Bidikan AS terhadap Indonesia dimulai dengan sinyalemen yang dilontarkan seorang pejabat AS, bahwa di Asia Tenggara ada tiga negara yang menjadi tempat beroperasinya jaringan Al-Qaidah, yakni Indonesia, Malaysia, dan Filipina. Setelah itu, AS dan sekutu-sekutunya tampak terus mencari celah untuk melumpuhkan gerakan Islam Indonesia dengan dalih ‘terkait dengan jaringan Al-Qaidah’. Mula-mula Laskar Jihad yang jadi tersangka sebagai bagian dari jaringan Al-Qaidah. Gerakan Islam yang fokus aktivitasnya membantu umat Islam di Ambon/Maluku itu dituduh menerima kucuran dana dari Usamah bin Ladin. Tuduhan itu menghilang seiring adanya bantahan kuat dari Laskar Jihad dan karena tidak ada bukti. Lalu, muncul lagi isu bahwa jaringan Al-Qaidah ada di Poso. Tidak jelas organisasi mana yang jadi sasaran, namun isu itu pelan-pelan juga menghilang seiring banyak munculnya bantahan terhadap isu yang bersumber dari pernyataan Kepala BIN AM Hendropriyono itu.

Tidak berhenti di sana, dimunculkan lagi gerakan Islam yang menjadi tersangka sebagai bagian dari jaringan Al-Qaidah, yakni Majelis Muhajidin Indonesia (MMI). Kemunculan MMI sebagai tersangka boleh dikatakan melibatkan kekuatan internasional, dalam hal ini Malaysia dan Singapura, serta tentu saja AS. Status pemimpin MMI, Ustadz Abu Bakar Baasyir, sebagai terpidana kasus penolakan asas tunggal Pancasila beberapa tahun silam, bisa menyeret pemerintah Indonesia ke dalam kekuatan internasional yang memojokkan MMI dan citra gerakan Islam pada umumnya itu. MMI dituduh punya kaitan dengan jaringan Al-Qaidah pimpinan Usamah bin Ladin, setelah pada awal Januari 2002 lalu Polisi Diraja Malaysia menangkap 13 orang yang disebut sebagai anggota Kumpulan Mujahidin Malaysia (KMM). Tiga di antaranya dikabarkan orang Indonesia. Tidak lama setelah itu, polisi Singapura juga menangkap 15 orang yang diduga punya kaitan dengan Al-Qaidah.

Yang paling kontroversial, Menteri Senior Singapura Lee Kwan Yew terang-terangan menuduh Indonesia sebagai sarang para teroris. Menurutnya, pemimpin teroris masih berkeliaran di Indonesia (The Straits Times, 18 Februari 2002).
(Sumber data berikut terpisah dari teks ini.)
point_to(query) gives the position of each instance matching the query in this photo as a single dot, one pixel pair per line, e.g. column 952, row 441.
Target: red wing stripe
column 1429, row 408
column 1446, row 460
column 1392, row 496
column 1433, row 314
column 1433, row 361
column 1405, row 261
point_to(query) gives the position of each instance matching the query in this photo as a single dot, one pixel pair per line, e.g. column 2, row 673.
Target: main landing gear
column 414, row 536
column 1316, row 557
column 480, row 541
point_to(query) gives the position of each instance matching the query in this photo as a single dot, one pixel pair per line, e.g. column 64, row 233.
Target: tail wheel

Fitnah Lee itu mengundang reaksi keras dari kalangan umat Islam Indonesia. AS juga tampaknya menggunakan tangan Filipina untuk masuk dalam konspirasi membidik Indonesia. Tiga WNI yang dikenal sebagai aktivis gerakan Islam di Indonesia (Tamsil Linrung, Jamal Balfas, Agus Dwikarna) ditangkap di Manila dengan tuduhan membawa bahan peledak. Tamsil dan Balfas kemudian dibebaskan, sedangkan Agus harus tinggal lebih lama di Manila. Ia bahkan divonis 10 tahun penjara karena dinyatakan terbukti bersalah.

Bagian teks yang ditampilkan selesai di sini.